The more significant of the two primary concerns is that if the city allows drinking in public, it could lead to more cases of public intoxication. There is no questioning the criminality of public intoxication, but that is not the issue being discussed here. Of course, high levels of intoxication open the gate to other actions that are indeed offensive to society. However, we must consider that the motion put forth to council by the Toronto City councillor for Ward 12, Josh Matlow, only asks for the legalization of the consumption of beverages with low alcohol content between the hours of 11:00 am and 9:00 pm.
It should be noted that Toronto’s drinking laws are abnormal for a city of its size. Cities like Vancouver, Montreal, and Edmonton have begun to allow drinking in public parks over the last couple of years.
The city of Calgary, which launched a program to allow drinking in parks just last year, released a report about their pilot program. The program allowed the consumption of lighter alcoholic beverages in certain public parks during the summer months of 2021. Out of the thousands of park-goers who enjoyed a drink with their families and friends, the report found only two incidents of indecent behaviour related to the three-month program.
But this three-month program has just told us what the rest of the world has already discovered — responsible adults act responsibly.
Matlow said that the ban on drinking in public parks is “an archaic, tired rule.” I’d, however, disagree. It is a rule that was put in place in an era of self-professed civility, not archaic, not novel, but from a liminal era. Drunk and disorderly laws in Canada, which were inherited from Victorian England, are shaped around good Victorian manners. But what we fail to recognize when considering public drinking laws is that ideas pertaining to societal etiquette eternally shift, squirm, and poke out in different times and places like worms in the earth.

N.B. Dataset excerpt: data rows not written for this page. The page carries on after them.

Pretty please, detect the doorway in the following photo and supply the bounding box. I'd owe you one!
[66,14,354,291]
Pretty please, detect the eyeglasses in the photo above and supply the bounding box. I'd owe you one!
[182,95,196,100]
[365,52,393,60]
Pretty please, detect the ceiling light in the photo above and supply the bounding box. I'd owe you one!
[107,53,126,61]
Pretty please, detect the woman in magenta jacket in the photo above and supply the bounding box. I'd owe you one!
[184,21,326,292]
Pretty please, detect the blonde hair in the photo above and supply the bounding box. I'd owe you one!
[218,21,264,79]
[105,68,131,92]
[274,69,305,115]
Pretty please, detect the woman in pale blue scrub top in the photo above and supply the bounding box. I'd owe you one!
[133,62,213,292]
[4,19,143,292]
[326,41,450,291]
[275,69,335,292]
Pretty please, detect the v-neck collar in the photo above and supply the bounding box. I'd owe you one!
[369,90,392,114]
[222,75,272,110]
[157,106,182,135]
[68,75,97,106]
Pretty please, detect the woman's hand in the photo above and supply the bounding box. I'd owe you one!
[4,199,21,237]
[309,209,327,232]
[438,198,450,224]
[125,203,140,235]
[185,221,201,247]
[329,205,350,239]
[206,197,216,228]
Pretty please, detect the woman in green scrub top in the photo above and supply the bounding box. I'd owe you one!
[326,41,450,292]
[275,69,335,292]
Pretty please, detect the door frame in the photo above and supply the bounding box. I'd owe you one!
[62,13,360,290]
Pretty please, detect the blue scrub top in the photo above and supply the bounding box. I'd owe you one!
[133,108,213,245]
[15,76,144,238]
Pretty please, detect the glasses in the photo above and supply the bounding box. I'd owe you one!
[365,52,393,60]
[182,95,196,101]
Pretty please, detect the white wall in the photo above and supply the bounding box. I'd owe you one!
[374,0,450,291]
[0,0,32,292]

The rules of morality and ethical conduct have shifted dramatically from the Victorian period to modern day. The last few decades especially have been unprecedented in regard to how much and how quickly cultural attitudes about everything from clothes, to cars, to careers have changed. In an era of constant progression, legislation on anything that is so inconsequential as proper alimentary manners becomes frivolous.
Rules about how to conduct oneself in public need not be dictated through legislation in a liberal democracy and instead should be deferred to softer authorities such as cultural, societal, and religious norms. Codified law about generally unharmful behaviour becomes a nuisance to amend and a buoy for non-malicious government overreach.
I am by no means an expert in legal philosophy, and I am still a neophyte in my own liberal-arts education, but it does not seem to me to be the best course of action to regulate what is, at its core, an example of etiquette, rather than real offences to society, person, or property.
There are no laws on what styles of clothing to wear depending on where you are or what time of day it is. There are no laws on saying “please,” “thank you,” and “have a nice day,” because good manners are always evolving, and new conventions in the way people go about their lives and interact with others always appear and disappear. This is the opposite of a legal vacuum. It is legal excess.
Personally, I have neither stake nor steed in this race. I am not a drinker. But even as someone who would be virtually unaffected whether or not there is a change, the precepts upon which the policy rests are bothersome.
The city and the province have a lot of resources to spend responsibly, so I am not going to bring up anything in the vein of all of this being a mismanagement of municipal time and resources. I am not asking “what about ‘this,’” or that “they should focus on enforcing ‘that’ instead.” Arguments that skirt the issue aren’t productive. My objection is one of principle. I’m not questioning how things are being done, but rather asking, why does anything need to be done at all?
Laws around what someone can or cannot do in a decent society are important. Legislation that prevents individuals from engaging in behavior that actively and directly harms others is an essential tool for societal discipline. But laws should be designed in a way that benefits the community while still preserving the liberty of a reasonable person. For the most part, our laws and legal system uphold this idea. Legal and societal standards must work symbiotically in accordance with our standard of ethics.
Legislation around the issue has only served to interrupt a natural shift in societal attitudes, and complicated the natural dissolution of a value that is neither necessarily progressive nor regressive in its direction — it’s simply a shift. One little bylaw does not and should not shape our perceptions of the city and its government. I’m not arguing that the rule is tyrannical, absurd, oppressive, or any other buzzy adjective that issues similar to public drinking may be described with, but rather saying that it’s just a little silly — that’s all.
Sulaiman Hashim Khan is a second year Humanities student at St. Michael’s College.